# Arrow and head



## BullyARed (Jun 19, 2010)

I am new to bow and would like to know what are good choice/preference for arrow and head for hog? for deer? for compound bow? for crossbow? Thanks.


----------



## Deersteaks (Mar 30, 2010)

That is a deep question and you are about to get a bunch of different answers. There is no one right answer to any of those questions. I would suggest going to a reputable bow shop and talking with them. They can get you started on the right path, and then let your experience and success or failures decide for you.But hear this... nothing, and I mean nothing will substitute for practice. Good luck!


----------



## BullyARed (Jun 19, 2010)

^^^ Thanks. There are so many choice for arrows and heads just like cartridges and they are are not cheap. Just don't like to spend money on the wrong stuffs.


----------



## Deersteaks (Mar 30, 2010)

I use a fixed 100 grain Muzzy 3 blade and have never had issues. They are inexpensive and accurate. No chance of a blade not opening up causing a wounded animal and long grueling blood trail. Not saying they are the best, but a great place to start for sure. I also use Gold Tip Arrows. Your length and weight will be determined by your set up. A more slimmer diameter arrow will offer better penetration. I still use the Whisker Bisquit arrow rest. It's not the latest and greatest, but the first time you lose a shot opportunity because your arrow falls off the rest, or the angle is to steep, then you will second guess your choice and kick yourself for it. I shoot and old Mathew's Switchback XT, and love it. There are of course many faster, prettier, and newer bows on the market, but I am comfortable with it and trust in your equipment goes a long way. If I miss, it's on me. If it's your equipment failing, then it's still your fault. Don't fall for all of the new bells and whistles that are out there. It doesn't matter if you bow shoots a 1000 fps, if it isn't easy to draw and hold, and if it isn't accurate, then its just an expensive paper weight. You don't have to break the bank to get started. A good quality used bow is just as effective as a new one. And above all else, practice. Hope this helps you some!


----------



## Whitebassfisher (May 4, 2007)

How about Slick Trick fixed 100 or 125 grain?

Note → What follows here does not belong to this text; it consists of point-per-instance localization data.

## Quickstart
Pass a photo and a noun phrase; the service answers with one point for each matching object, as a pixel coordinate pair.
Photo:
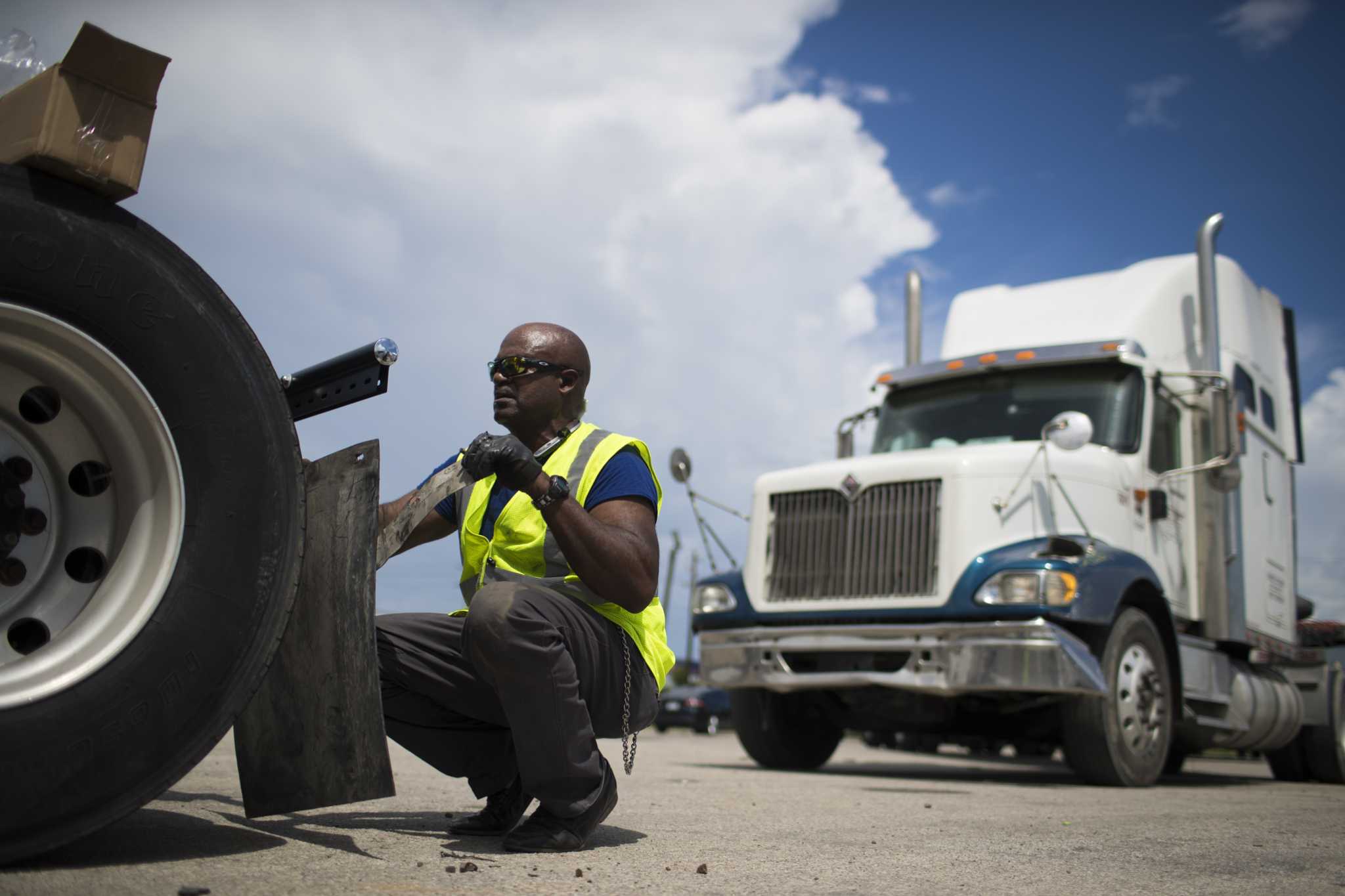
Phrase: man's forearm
(612, 559)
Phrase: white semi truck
(1075, 527)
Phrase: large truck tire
(1289, 763)
(1324, 746)
(1124, 738)
(783, 730)
(154, 481)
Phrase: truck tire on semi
(152, 512)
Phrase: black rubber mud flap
(314, 734)
(96, 748)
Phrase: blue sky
(1082, 137)
(721, 198)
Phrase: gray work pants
(521, 685)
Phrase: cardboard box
(87, 119)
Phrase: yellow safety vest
(523, 547)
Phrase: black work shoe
(502, 812)
(548, 833)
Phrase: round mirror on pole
(681, 464)
(1070, 430)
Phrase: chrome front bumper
(1033, 656)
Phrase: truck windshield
(1013, 408)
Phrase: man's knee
(506, 613)
(491, 617)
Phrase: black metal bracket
(342, 381)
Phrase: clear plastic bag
(18, 61)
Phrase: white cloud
(861, 93)
(927, 268)
(1320, 498)
(950, 194)
(1147, 101)
(1261, 26)
(441, 172)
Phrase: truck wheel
(1324, 746)
(783, 731)
(1287, 763)
(154, 512)
(1122, 739)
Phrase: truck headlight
(1052, 587)
(713, 598)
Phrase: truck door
(1169, 532)
(1264, 545)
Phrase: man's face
(530, 399)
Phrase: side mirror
(1069, 430)
(1157, 505)
(845, 430)
(1223, 422)
(681, 464)
(845, 444)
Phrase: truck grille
(883, 544)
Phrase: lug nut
(34, 522)
(20, 467)
(12, 572)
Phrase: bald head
(549, 399)
(553, 343)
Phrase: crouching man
(564, 639)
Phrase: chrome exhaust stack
(912, 319)
(1208, 291)
(1212, 540)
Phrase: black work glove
(506, 457)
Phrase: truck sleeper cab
(1075, 528)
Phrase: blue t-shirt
(625, 476)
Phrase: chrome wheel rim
(87, 448)
(1139, 700)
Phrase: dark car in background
(705, 710)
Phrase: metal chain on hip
(627, 754)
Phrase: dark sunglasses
(518, 366)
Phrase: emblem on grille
(850, 485)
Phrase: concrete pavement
(870, 821)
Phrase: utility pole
(689, 605)
(667, 582)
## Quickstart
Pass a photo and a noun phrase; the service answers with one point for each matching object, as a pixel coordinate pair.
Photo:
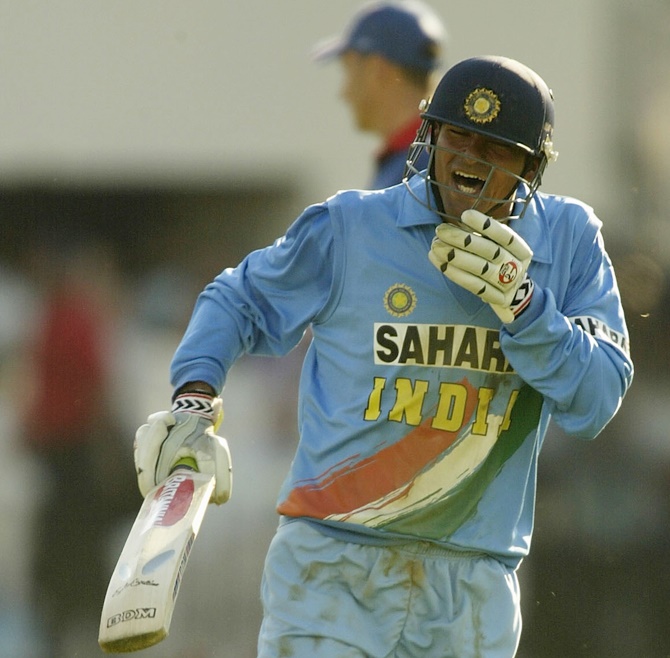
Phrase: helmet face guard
(502, 100)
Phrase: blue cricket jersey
(421, 417)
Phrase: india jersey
(420, 417)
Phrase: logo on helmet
(482, 105)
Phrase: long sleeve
(263, 306)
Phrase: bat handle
(186, 462)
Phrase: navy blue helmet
(501, 99)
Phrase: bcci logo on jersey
(399, 300)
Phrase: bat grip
(186, 462)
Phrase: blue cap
(407, 33)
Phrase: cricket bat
(142, 591)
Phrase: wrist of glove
(187, 431)
(487, 258)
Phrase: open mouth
(468, 183)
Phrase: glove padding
(187, 431)
(490, 262)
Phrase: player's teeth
(467, 189)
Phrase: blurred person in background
(389, 54)
(69, 428)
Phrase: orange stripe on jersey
(362, 481)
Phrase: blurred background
(146, 146)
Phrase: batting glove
(185, 432)
(490, 262)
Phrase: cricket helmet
(498, 98)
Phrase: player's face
(358, 87)
(477, 171)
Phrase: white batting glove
(185, 432)
(490, 262)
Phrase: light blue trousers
(325, 598)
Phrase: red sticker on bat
(173, 500)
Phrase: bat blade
(143, 588)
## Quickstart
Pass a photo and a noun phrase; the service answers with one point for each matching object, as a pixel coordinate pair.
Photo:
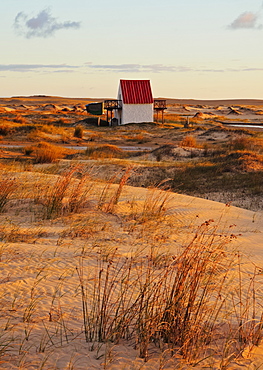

I like fixed, but mentioned Slick Tricks over Muzzy because of .035 thick blade.


----------



## cva34 (Dec 22, 2008)

Its a tough ??? Fixed have one advantage they stay together(mostly) and are always open...and in general penetrate well..Tuning can be issue...I had great luck with Thunderhead/Muzzy not saying rest are bad just aint used..
Mechanical have one advantage they tune easy...and cut a wide path..(which can be blessing or monster) some want to open in flight, some don't open..If its wide 2 blade and 1 blade catches a hard bone and the other soft they want to turn some..and can be problem..I have had good luck with Swhacker but they can turn...They shoot like field points 

Idealy if you could find something that would shoot in both Bow and Xbow it would be Fantastic...Its doable..but a challange which is practice and that makes you a better shot..
But always remember its where you hit them that is #1; not recomended but a field point through heart lung is Deadly within a few hundred yard...when The best broadhead sharp and wide in the guts ain't.not for hours and or days and miles


----------